This is a thank-you note to my friend, Clare.
Clare, who has delivered the best gift this holiday season.
A gift for me. A gift for you.
Clare, which rhymes with “share.”
Clare whose life has changed forever.
That’s what she’s sharing. And boy, has she shared.
Shared with her friends and Facebook community the biggest shock of her life.
That routine mammogram, the one she got just because she should, it showed a lump.
A lump she hadn’t felt.
Oh yes, we certainly are in that era where people can over share.
Not Clare. She’s hit it just right.
As a fellow former CNN’er, she knows she has a bunch of journalists in her tribe.
Here’s the thing about that — we like to know stuff.
So when she describes the way doctors were able to do a double mastectomy and rebuild her breasts from tummy fat all in one operation, we, her people, are thinking, “They can do that? Who knew? That’s pretty cool.”
And weird and different and horrifying. That’s what Clare shares.

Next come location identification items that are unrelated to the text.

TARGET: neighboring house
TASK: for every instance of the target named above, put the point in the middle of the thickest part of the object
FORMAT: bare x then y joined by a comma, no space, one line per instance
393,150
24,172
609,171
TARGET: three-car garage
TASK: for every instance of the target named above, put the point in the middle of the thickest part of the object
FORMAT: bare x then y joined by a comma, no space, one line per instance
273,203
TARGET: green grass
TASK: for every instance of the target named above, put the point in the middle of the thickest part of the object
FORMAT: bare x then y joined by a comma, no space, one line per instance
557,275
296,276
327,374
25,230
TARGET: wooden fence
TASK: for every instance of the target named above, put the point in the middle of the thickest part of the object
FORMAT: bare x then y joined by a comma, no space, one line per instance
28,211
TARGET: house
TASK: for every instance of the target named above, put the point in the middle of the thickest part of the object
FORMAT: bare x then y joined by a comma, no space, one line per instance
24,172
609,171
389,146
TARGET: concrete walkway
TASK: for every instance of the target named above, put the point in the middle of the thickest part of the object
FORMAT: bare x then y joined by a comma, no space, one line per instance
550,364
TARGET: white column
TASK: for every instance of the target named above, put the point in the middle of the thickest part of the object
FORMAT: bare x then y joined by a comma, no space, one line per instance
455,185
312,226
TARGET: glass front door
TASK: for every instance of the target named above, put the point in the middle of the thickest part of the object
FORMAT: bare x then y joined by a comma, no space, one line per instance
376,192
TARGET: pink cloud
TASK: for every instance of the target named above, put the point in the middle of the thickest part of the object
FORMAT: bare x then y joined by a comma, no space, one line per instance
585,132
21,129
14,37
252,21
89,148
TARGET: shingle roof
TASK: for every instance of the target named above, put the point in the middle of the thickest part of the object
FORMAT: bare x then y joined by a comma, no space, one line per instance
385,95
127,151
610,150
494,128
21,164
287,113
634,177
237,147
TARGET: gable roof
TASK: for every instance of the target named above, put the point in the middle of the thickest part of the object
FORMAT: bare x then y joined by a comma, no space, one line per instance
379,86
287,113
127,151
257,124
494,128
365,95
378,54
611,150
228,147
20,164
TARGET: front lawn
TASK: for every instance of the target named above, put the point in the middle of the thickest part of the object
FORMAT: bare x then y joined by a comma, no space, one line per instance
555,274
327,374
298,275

“My breasts are way higher than they should be at 48 and I have a flat tummy,” she wrote. “It doesn’t look like me … but then it kind of does.”

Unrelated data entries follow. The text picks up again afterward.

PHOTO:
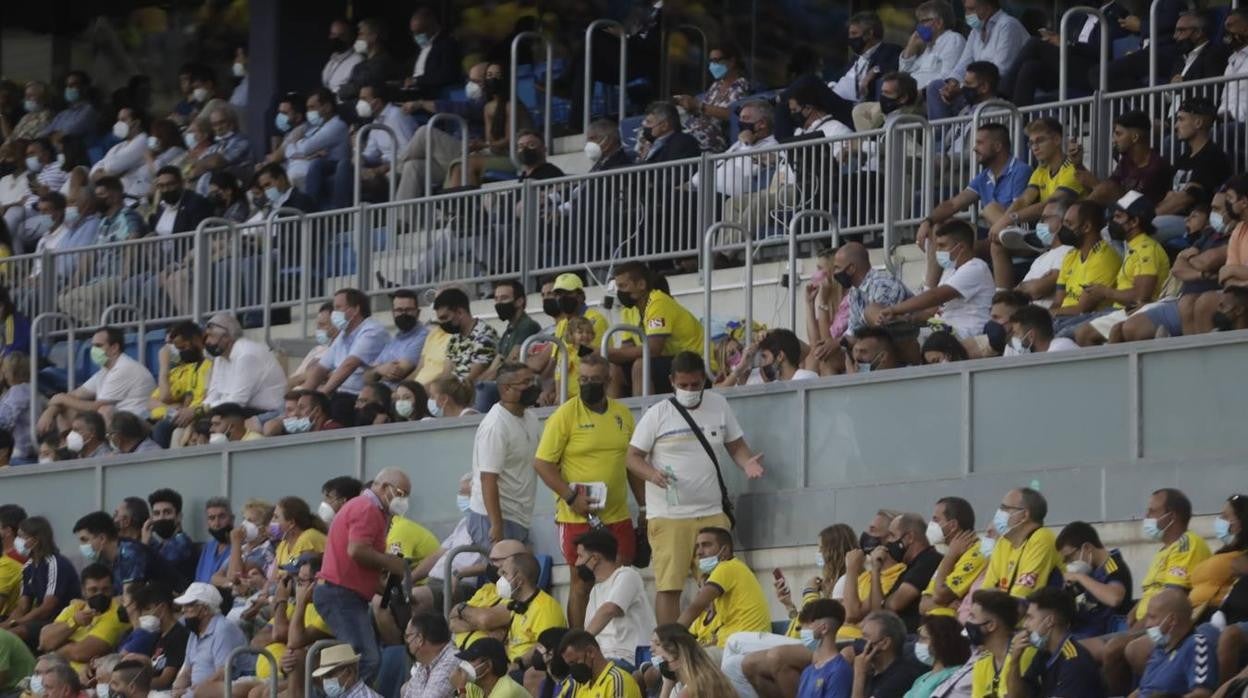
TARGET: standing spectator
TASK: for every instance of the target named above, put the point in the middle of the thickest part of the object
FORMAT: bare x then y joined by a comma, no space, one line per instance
688,493
360,342
473,342
584,443
935,46
618,613
355,558
211,641
884,669
504,483
243,371
708,113
119,383
342,55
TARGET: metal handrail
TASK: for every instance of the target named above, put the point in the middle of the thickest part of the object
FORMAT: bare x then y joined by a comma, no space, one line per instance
1103,75
428,147
360,157
200,267
794,289
645,350
142,326
546,115
589,70
240,651
447,601
708,269
34,362
563,357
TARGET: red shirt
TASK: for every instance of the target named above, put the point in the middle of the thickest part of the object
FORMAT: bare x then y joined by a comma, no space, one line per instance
358,521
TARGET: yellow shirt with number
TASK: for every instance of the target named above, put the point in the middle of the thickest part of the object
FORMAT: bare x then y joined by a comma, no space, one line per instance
959,581
189,380
1172,567
887,580
1145,257
106,627
589,447
986,681
1021,571
543,613
1101,267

I mean, if you have to have a souvenir from cancer surgery, why not perkier boobs and a flat tummy?
Which is not to make light of what she’s been through.
I’ve been to war with Clare.
Literally, I mean been to war. We both covered the start of the Iraq war.
So I know she’s someone who can, who insists, who finds a moment to smile through the most horrifying of circumstances.
This brings me to the best part of Clare’s gift.
Of her sharing.
She will tell you huge parts of this diagnosis and surgery have sucked.
Capital “S” sucked. Big time.
There was no holding back on a recent blog post where she shared that this has been “the most traumatic and horrific event I’ve ever been through.”
I love her most for that. For that kind of sharing.
Not because I wish her a second of suffering.
Rather, because sometimes stuff is hard.
Really hard.
Absurdly, obnoxiously, 1,000 on a scale of 1-10 hard.
When you share that, when someone strong and positive, upbeat like Clare shares that, I can exhale.
Blowing out a bit of the facade that life is easy.
Sometimes, it’s not. But you know that.
So, to you, who is holding your breath as you read this, who has some really hard challenges this holiday season — your own health crisis, first time without the person you love, dreading meeting your father’s new girlfriend, a broken heart, cold toes.
Whatever.
I’m sending you this gift from Clare.
An invitation to let out a giant exhale.
Go ahead and do it.
It’s hard this year. Some years are.
And that’s OK. OK to say.
OK to share.
Just ask Clare.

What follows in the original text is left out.